Although the causal effect cannot be obtained for individual units, various causal estimates can be inferred if particular assumptions hold, e.g.,

**Sample average treatment effect on the treated**(**SATT**or**SATET**), which is an estimate of the mean difference in a pair of potential outcomes (e.g., anxiety following the app minus anxiety following CBT) for those who were exposed to the “treatment” (e.g., the app) in a sample.**Sample average treatment effect**(**SATE**), which is an estimate of the mean difference between a pair of potential outcomes for everyone in a sample.

How does this work?

Suppose we run a randomised trial where people are assigned to either CBT or app based on the outcome of a coin toss. From each participant’s two potential outcomes, we only observe one depending on which group they were assigned to. But since we randomised, we know the missing data mechanism. It turns out that under a coin toss randomised trial, a good estimate of the average treatment effect is simply the difference between the means in observed outcomes for those assigned to the app and those assigned to CBT.
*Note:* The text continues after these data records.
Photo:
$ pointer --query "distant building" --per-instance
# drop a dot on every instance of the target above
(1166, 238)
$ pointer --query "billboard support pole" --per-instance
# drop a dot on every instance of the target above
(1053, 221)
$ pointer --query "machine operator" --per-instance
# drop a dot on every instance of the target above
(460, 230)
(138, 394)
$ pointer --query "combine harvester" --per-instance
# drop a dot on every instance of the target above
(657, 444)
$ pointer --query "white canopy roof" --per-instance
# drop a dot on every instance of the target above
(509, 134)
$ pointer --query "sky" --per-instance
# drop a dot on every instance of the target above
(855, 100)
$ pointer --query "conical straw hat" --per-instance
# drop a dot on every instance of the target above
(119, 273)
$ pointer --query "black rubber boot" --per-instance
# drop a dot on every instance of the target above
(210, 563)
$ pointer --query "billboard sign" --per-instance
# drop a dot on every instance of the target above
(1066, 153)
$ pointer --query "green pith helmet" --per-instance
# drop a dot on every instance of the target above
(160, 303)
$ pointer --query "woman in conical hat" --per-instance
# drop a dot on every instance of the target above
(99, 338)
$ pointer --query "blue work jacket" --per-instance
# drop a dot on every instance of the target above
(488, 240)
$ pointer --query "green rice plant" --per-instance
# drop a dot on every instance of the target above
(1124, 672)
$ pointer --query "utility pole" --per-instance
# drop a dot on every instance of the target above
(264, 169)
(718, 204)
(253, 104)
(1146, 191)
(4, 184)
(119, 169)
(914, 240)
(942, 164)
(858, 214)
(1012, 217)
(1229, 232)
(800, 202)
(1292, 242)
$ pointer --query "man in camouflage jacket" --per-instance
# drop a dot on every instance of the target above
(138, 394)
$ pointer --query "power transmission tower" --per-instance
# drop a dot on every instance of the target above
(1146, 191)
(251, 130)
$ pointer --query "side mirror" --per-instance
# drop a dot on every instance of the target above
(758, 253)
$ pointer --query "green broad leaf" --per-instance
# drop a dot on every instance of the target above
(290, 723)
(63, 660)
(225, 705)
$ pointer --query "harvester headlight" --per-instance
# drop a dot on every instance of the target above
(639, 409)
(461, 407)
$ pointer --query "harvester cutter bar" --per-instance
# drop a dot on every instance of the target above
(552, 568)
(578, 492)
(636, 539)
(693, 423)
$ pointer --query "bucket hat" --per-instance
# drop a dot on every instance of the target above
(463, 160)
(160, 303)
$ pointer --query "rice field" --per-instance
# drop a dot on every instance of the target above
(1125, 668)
We can also calculate p-values in a variety of ways. One is to assume a null hypothesis of no difference in potential outcomes in the treatment and control conditions, i.e., the potential outcomes are identical for each participant but may vary between participants. Under this particular “sharp” null, we do not have a missing data problem since we can just use whatever outcome was observed for each participant to fill in the blank for the unobserved potential outcome. Since we know the assignment mechanism, it is possible to work out the distribution of possible mean differences under the null by enumerating all possible random assignments to groups and calculating the mean difference between treatment and control for each (in practice there may be too many, but we can approximate by taking a random subset). Now calculate a p-value by working out the probability of obtaining the actually observed mean difference or larger against this distribution of differences under the null.

What’s lovely about this potential outcomes approach is that it’s a simple starting point for thinking about a variety of ways for evaluating the impact of interventions. Though working out the consequences, e.g., standard errors for estimators, may be non-trivial.

**References**

Rubin, D. B. (2008). For objective causal inference, design trumps analysis. *Annals of Applied Statistics*, *2*(3), 808–840.